A protest over the killing of Ethiopian Israeli teen Solomon Teka by a police officer, Jerusalem 2019. Credit: Moti Milrod
Bar Peleg
Bar Peleg

Israel's state prosecutor has withdrawn charges against a demonstrator accused of assaulting a police officer at a 2019 protest, after she presented documentation at her hearing showing that he pushed her before she slapped him.

The activist was arrested during a Jerusalem protest over the 2019 killing of Ethiopian Israeli teen Solomon Teka. Her case was closed following the hearing on the grounds that she did not have any criminal record. She was told, however, that if she commits a similar offense in the future, the case would be reopened. The maximum punishment for this offense is three years of imprisonment.

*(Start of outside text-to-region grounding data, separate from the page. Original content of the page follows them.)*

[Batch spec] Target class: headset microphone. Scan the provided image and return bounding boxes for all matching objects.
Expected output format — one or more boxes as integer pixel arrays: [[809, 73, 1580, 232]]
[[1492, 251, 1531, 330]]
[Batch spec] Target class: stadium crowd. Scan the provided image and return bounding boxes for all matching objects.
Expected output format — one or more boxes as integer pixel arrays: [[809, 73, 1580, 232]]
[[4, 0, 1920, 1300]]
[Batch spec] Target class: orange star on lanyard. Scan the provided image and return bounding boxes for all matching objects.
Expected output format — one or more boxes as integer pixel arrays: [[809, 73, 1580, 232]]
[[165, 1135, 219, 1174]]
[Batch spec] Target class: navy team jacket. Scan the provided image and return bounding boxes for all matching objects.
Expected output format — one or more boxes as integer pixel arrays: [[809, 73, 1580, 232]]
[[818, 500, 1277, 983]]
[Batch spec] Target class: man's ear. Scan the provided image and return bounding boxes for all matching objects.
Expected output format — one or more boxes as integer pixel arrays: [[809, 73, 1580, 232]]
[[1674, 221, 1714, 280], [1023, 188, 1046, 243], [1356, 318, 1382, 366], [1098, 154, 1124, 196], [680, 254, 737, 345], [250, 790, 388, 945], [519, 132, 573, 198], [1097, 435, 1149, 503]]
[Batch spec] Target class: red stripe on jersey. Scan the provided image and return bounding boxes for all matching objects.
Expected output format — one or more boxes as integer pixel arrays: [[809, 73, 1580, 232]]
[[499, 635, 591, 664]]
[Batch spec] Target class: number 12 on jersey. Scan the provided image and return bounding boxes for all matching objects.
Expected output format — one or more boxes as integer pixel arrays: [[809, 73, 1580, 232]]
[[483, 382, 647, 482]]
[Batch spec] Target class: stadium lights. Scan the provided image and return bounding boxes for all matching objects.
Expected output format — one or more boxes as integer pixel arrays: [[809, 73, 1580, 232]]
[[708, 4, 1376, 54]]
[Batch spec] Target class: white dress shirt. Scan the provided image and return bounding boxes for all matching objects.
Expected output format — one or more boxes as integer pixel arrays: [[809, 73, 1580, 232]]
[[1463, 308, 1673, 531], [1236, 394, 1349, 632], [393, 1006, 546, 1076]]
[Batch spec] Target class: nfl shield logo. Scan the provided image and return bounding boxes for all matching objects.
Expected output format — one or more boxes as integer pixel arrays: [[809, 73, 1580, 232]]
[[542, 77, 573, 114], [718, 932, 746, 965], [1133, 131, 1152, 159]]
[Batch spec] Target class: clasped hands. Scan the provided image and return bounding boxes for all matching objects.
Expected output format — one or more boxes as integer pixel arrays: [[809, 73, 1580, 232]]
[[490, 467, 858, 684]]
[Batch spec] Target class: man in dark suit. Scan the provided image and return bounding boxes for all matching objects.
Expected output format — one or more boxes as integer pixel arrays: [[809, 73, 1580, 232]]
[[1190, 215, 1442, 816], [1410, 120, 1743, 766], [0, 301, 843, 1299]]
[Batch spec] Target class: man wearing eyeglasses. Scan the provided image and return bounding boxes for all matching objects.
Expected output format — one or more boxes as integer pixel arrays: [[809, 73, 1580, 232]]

The 24-year-old woman participated in the demonstration two days after a policeman shot and killed Teka. She was arrested that night, and the court rejected the police's request to extend her detention.

“I didn’t see a policeman chasing me away, I saw a man behaving violently toward me, I was in shock. I know that I can’t attack a policeman, I didn’t intend to do that, I know the regulations,” she said under investigation.

The officer said that he pushed the woman from behind to disperse the demonstration, but video footage showed that he pushed her from the front and it wasn’t done to distance her from the road. “I asked the young woman nicely to leave, and she was warned that otherwise I would have to use force. I pushed her from the back in order to move her away. She turned around, lifted her hand and slapped me in the face, she apologized 1,000 times," the officer said.

A legal sources familiar with the details of the case said that the use of force was not unreasonable.

The woman discovered that she was to be prosecuted for attacking a policeman and for unruly behavior in public when her request for a weapons license was rejected by the Public Security Ministry.

In August, she was told her that the indictment against her was expected “soon.” She received legal assistance from the Justice Ministry’s anti-racism unit, and was referred to the Public Defender.

The woman told Haaretz that “I was lucky there was documentation, and the case was closed quickly.” She said she had never before participated in demonstrations, and that police officers called her and her friends “animals," adding “It was like a spit in the face.”

Her attorney claimed that the prosecution had ignored the circumstances surrounding the incident. "The demonstrator used violence only as an instinctive reaction to the policeman’s behavior," the attorney said.

The police said that "The suspect participated in a violent demonstration at the entrance to Jerusalem and due to disorderly conduct and attacking a policeman, she was detained for an investigation and released the following day." 

"At the end of the investigation the case was transferred for perusal and the decision of the prosecution, according to accepted practice.”